Darwin is one of my “great men,” to borrow Emerson’s phrase (along with John Muir), and I have a series of photographs on my study wall showing him as a young man on the Beagle, as a middle-aged man in his own study with Lyell and Hooker, and finally the old, black-caped figure looking somberly upon the world. I like his modesty. This from his Autobiography: “My success as a man of science, whatever this may have amounted to, has been determined, as far as I can judge, by complex and diversified mental qualities and conditions. Of these, the most important have been—the love of science—unbounded patience in long reflecting over any subject—industry in observing and collecting facts—and a fair share of invention as well as of common sense. With such modest abilities as I possess, it is truly surprising that I should have influenced to a considerable extent the belief of scientific men on some important points.”
So genuinely modest was Darwin that his fame during his lifetime always puzzled him. In one of his rare trips from his home at Downs into London, he attended a lecture by B.W. Richardson to the Royal Institution at St. George’s Hall in October of 1882. As the old man hobbled into the room, “the whole assembly rose to their feet to welcome him.” Darwin was bewildered, “scarcely conscious that such an outburst of applause could possibly be intended for himself.”
All Darwin accomplished—his co-discovery with Wallace of the processes generating evolutionary change, his seminal monograph on the taxonomy of barnacles, his ground-breaking work on heterostyly in flowers, on pollination in orchids, on the role of earthworms in soil science—all this was achieved despite a debilitating illness (Chagas disease from South America on the Beagle?) which laid him low for weeks and months on end, scarcely able to get out of his bed, beset by dizzyness and vomiting. Yet he soldiered on, and changed the world.

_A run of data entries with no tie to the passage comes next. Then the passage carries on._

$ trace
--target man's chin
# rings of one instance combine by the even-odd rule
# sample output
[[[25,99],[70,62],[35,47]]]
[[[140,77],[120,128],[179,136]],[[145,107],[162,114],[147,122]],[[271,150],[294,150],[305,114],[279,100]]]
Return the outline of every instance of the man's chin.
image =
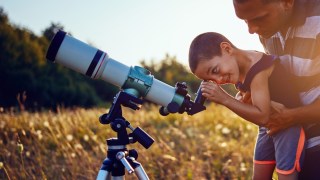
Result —
[[[259,35],[260,37],[262,37],[263,39],[269,39],[269,38],[271,38],[271,37],[274,35],[274,33],[273,33],[273,34],[271,34],[271,33],[259,34],[259,33],[258,33],[258,35]]]

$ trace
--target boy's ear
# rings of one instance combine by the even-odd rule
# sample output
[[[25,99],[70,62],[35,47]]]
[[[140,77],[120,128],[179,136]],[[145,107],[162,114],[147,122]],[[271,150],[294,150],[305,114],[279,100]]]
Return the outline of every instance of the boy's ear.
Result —
[[[228,54],[232,53],[232,47],[228,42],[221,42],[220,48],[221,48],[221,52],[226,52]]]

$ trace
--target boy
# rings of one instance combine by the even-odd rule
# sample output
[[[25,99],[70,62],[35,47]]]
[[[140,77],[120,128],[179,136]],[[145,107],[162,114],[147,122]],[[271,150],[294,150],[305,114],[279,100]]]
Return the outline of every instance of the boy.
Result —
[[[206,81],[201,84],[203,96],[259,126],[253,179],[272,179],[275,167],[280,180],[297,179],[304,154],[303,129],[295,126],[270,137],[265,126],[271,100],[287,107],[300,106],[299,92],[309,87],[291,83],[298,77],[286,72],[275,56],[238,49],[214,32],[192,41],[189,66]],[[219,85],[226,83],[235,84],[241,93],[250,93],[251,102],[238,101],[223,91]]]

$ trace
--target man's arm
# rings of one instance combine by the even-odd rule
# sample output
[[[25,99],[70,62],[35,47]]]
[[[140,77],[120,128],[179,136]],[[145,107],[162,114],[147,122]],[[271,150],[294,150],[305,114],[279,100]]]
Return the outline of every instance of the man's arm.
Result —
[[[268,124],[270,135],[296,124],[320,123],[320,98],[297,108],[287,109],[278,104],[274,109],[276,111],[271,114]]]

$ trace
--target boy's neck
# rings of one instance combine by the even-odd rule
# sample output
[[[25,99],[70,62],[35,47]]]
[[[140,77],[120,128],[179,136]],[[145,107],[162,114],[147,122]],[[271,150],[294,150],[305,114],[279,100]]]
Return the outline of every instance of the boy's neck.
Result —
[[[246,74],[248,73],[249,69],[257,63],[263,56],[262,52],[253,51],[253,50],[240,50],[239,51],[239,73],[240,77],[239,80],[241,82],[244,81]]]

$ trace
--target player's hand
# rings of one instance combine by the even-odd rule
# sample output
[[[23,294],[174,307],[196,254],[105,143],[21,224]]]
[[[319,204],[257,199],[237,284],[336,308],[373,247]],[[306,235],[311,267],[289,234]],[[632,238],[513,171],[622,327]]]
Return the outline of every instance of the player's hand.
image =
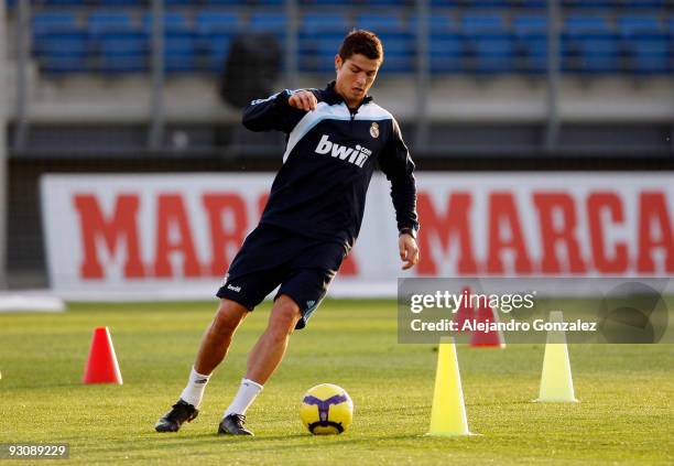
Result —
[[[418,262],[418,245],[412,235],[402,234],[398,238],[400,259],[404,262],[402,270],[412,269]]]
[[[300,110],[311,111],[316,108],[318,100],[311,90],[298,90],[290,96],[287,104],[291,107],[298,108]]]

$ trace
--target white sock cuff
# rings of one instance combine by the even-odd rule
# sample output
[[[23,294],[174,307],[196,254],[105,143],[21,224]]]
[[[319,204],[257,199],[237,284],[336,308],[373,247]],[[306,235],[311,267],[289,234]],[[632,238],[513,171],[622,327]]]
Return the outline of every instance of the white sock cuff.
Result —
[[[262,390],[264,388],[264,386],[261,386],[260,383],[256,382],[254,380],[250,380],[250,379],[241,379],[241,383],[249,383],[251,386],[257,387],[258,390]]]
[[[208,376],[204,376],[203,373],[197,372],[194,366],[192,366],[192,372],[189,373],[191,380],[206,379],[206,381],[208,381],[210,380],[210,376],[213,376],[213,373],[209,373]]]

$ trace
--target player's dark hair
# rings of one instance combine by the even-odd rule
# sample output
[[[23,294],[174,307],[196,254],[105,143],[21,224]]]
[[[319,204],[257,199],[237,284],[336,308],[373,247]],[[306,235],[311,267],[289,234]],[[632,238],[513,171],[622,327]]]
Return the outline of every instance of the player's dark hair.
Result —
[[[347,61],[357,53],[370,59],[383,62],[383,45],[377,34],[371,31],[354,30],[344,37],[339,46],[339,56],[341,59]]]

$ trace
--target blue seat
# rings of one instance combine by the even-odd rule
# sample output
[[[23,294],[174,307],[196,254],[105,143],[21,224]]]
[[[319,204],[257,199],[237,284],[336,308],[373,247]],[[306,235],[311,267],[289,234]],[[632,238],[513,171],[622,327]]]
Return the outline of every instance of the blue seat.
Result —
[[[145,7],[148,3],[143,0],[98,0],[98,2],[104,7]],[[78,3],[81,4],[83,1]]]
[[[39,61],[46,73],[87,71],[89,44],[86,31],[47,33],[41,41]]]
[[[284,13],[254,13],[250,17],[249,30],[256,33],[273,34],[279,43],[285,43],[287,20]]]
[[[431,36],[431,72],[456,73],[464,69],[464,39],[458,33]]]
[[[384,33],[404,34],[409,32],[407,24],[403,17],[395,13],[361,13],[356,18],[356,28],[370,30],[377,35],[382,35]]]
[[[283,33],[286,26],[284,13],[254,13],[250,17],[250,30],[254,32]]]
[[[148,32],[152,31],[153,21],[154,15],[152,12],[148,12],[143,15],[143,28],[145,28]],[[165,32],[192,30],[187,17],[180,11],[164,12],[163,22]]]
[[[547,7],[547,0],[518,0],[514,7],[521,7],[525,9],[542,9]]]
[[[629,14],[618,18],[618,31],[623,39],[639,37],[642,34],[663,31],[660,18],[653,14]]]
[[[632,37],[624,48],[629,56],[629,71],[634,74],[666,74],[673,71],[673,55],[666,33]]]
[[[504,8],[504,7],[510,7],[512,1],[511,0],[467,0],[465,3],[467,3],[469,7],[472,8]]]
[[[335,73],[335,55],[339,50],[341,34],[325,34],[316,37],[315,52],[301,56],[300,68],[315,73]]]
[[[461,31],[467,36],[485,33],[506,33],[506,17],[499,13],[466,13],[461,18]]]
[[[515,68],[512,35],[477,37],[472,44],[471,69],[476,73],[509,73]]]
[[[651,8],[662,8],[665,7],[667,3],[667,0],[622,0],[624,7],[627,8],[643,8],[643,9],[651,9]],[[671,2],[670,2],[671,4]]]
[[[308,13],[302,18],[301,31],[308,36],[339,33],[346,35],[349,22],[345,14]]]
[[[579,41],[575,69],[579,73],[617,73],[621,71],[616,37],[588,37]]]
[[[229,4],[229,6],[244,6],[247,2],[241,0],[204,0],[207,4]]]
[[[547,71],[547,17],[521,14],[512,20],[515,36],[518,69],[540,74]]]
[[[229,37],[210,41],[205,47],[206,69],[209,72],[221,72],[230,47],[231,40]]]
[[[35,37],[54,31],[73,31],[77,29],[77,17],[69,11],[37,11],[33,17],[33,35]]]
[[[570,8],[591,8],[591,9],[610,9],[619,7],[621,0],[562,0],[563,7]]]
[[[199,34],[233,35],[241,30],[243,21],[236,12],[221,10],[202,10],[195,17],[195,26]]]
[[[611,32],[608,19],[604,15],[573,14],[564,23],[564,33],[575,39],[587,34]]]

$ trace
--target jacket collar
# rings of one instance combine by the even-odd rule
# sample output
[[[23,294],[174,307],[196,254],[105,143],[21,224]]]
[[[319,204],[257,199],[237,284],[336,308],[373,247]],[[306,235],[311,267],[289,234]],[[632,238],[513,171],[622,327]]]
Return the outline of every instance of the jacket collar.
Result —
[[[335,82],[331,80],[330,83],[328,83],[327,87],[325,88],[325,101],[328,105],[337,105],[337,104],[341,104],[346,101],[344,100],[344,98],[339,95],[339,93],[337,93],[335,90]],[[369,104],[372,101],[372,96],[366,96],[362,99],[362,102],[360,105],[365,105],[365,104]]]

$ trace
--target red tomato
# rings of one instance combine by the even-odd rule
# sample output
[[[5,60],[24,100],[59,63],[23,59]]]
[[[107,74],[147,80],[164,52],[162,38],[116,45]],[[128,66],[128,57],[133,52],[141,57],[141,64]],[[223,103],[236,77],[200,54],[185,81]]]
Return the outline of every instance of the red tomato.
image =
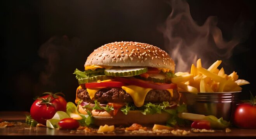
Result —
[[[125,105],[124,103],[118,102],[109,102],[108,103],[108,105],[110,107],[113,106],[113,108],[114,108],[113,115],[117,115],[118,110],[120,108]]]
[[[45,125],[46,120],[52,118],[56,112],[66,112],[67,105],[65,99],[57,93],[47,93],[35,100],[30,108],[32,118]]]
[[[85,87],[92,88],[101,87],[121,87],[125,85],[124,83],[119,81],[106,81],[100,83],[85,83]]]
[[[177,85],[174,83],[156,84],[147,82],[142,80],[130,80],[124,78],[116,77],[115,80],[117,81],[130,85],[137,85],[144,88],[151,88],[157,90],[166,90],[177,88]]]
[[[234,113],[233,123],[239,128],[256,129],[256,105],[238,105]]]
[[[56,113],[54,106],[41,104],[42,101],[36,100],[31,106],[30,115],[32,118],[38,123],[46,125],[46,120],[52,119]]]
[[[72,118],[64,118],[58,123],[61,129],[75,129],[79,127],[79,123]]]
[[[199,120],[194,121],[191,124],[191,127],[197,129],[211,129],[210,122],[207,120]]]

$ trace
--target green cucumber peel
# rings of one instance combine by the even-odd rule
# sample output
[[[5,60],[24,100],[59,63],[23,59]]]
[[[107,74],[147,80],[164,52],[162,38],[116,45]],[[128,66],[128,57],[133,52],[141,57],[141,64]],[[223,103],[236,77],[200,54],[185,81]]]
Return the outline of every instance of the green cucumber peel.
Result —
[[[148,68],[145,67],[122,68],[106,69],[104,71],[105,75],[115,77],[132,76],[145,73]]]

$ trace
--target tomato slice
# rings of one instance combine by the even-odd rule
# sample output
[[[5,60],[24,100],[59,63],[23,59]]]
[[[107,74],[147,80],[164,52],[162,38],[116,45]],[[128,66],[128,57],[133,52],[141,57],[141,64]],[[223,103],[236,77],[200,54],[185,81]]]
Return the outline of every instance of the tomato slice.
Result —
[[[121,87],[121,86],[125,85],[126,85],[125,83],[120,81],[106,81],[100,83],[95,82],[86,83],[85,83],[85,88],[89,88],[104,87]]]
[[[153,89],[166,90],[177,88],[177,84],[174,83],[161,83],[157,84],[148,83],[146,81],[143,81],[141,80],[132,80],[120,77],[116,77],[115,80],[117,81],[129,85],[135,85],[144,88],[151,88]]]
[[[159,74],[161,70],[158,70],[155,68],[148,68],[148,72],[146,73],[148,74]]]

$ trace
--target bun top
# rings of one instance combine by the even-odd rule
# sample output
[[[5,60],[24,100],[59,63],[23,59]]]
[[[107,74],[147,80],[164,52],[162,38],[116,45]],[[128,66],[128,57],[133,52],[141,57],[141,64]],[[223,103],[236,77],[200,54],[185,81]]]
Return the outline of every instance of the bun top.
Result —
[[[92,65],[146,66],[164,68],[174,72],[174,61],[164,51],[152,45],[133,42],[115,42],[96,49],[85,67]]]

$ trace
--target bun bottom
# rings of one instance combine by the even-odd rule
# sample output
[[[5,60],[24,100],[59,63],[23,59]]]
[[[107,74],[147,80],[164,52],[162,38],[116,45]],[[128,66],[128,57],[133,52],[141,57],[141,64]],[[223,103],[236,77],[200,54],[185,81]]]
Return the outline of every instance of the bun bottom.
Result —
[[[130,125],[134,123],[142,125],[165,124],[171,118],[170,114],[164,112],[161,114],[143,115],[139,110],[131,110],[125,115],[119,111],[116,115],[112,116],[106,114],[106,111],[92,111],[94,118],[94,125],[96,126],[105,124],[125,126]]]

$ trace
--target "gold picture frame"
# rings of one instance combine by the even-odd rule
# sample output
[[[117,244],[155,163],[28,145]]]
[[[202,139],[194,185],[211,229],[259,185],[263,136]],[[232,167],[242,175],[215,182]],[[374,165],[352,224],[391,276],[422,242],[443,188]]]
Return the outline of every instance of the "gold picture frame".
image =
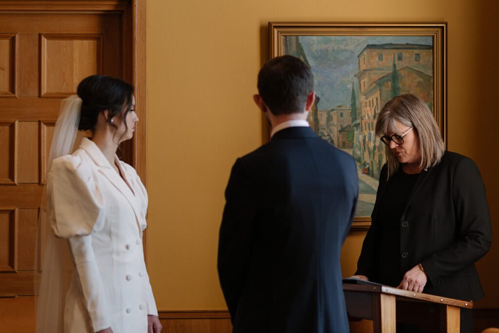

We share some things in our personal lives, Darwin and myself. He loved “scenery” throughout his life, from his adventures throughout South America on “shore-leave” from the Beagle, to jaunts around England and Wales, such as his health permitted. I indulge in something of the same love, in my trips to sacred mountains in China and my backpacking in the Sierra Nevada high country. Like me, Darwin was a devoted family man, playing an active and large part in the lives of his six sons and three daughters, always ready with a quip and a shared game. He lost his beloved daughter Annie to a fever when she was ten, just as I lost my beloved daughter Holly to cancer when she was twenty-three, watershed events in both our personal lives.
So today I pause, think fondly of a great man, and how he has enriched not just our understanding of our world and how we humans are an integral part of it, but how he has enriched my own life. Happy birthday, Mr. Darwin.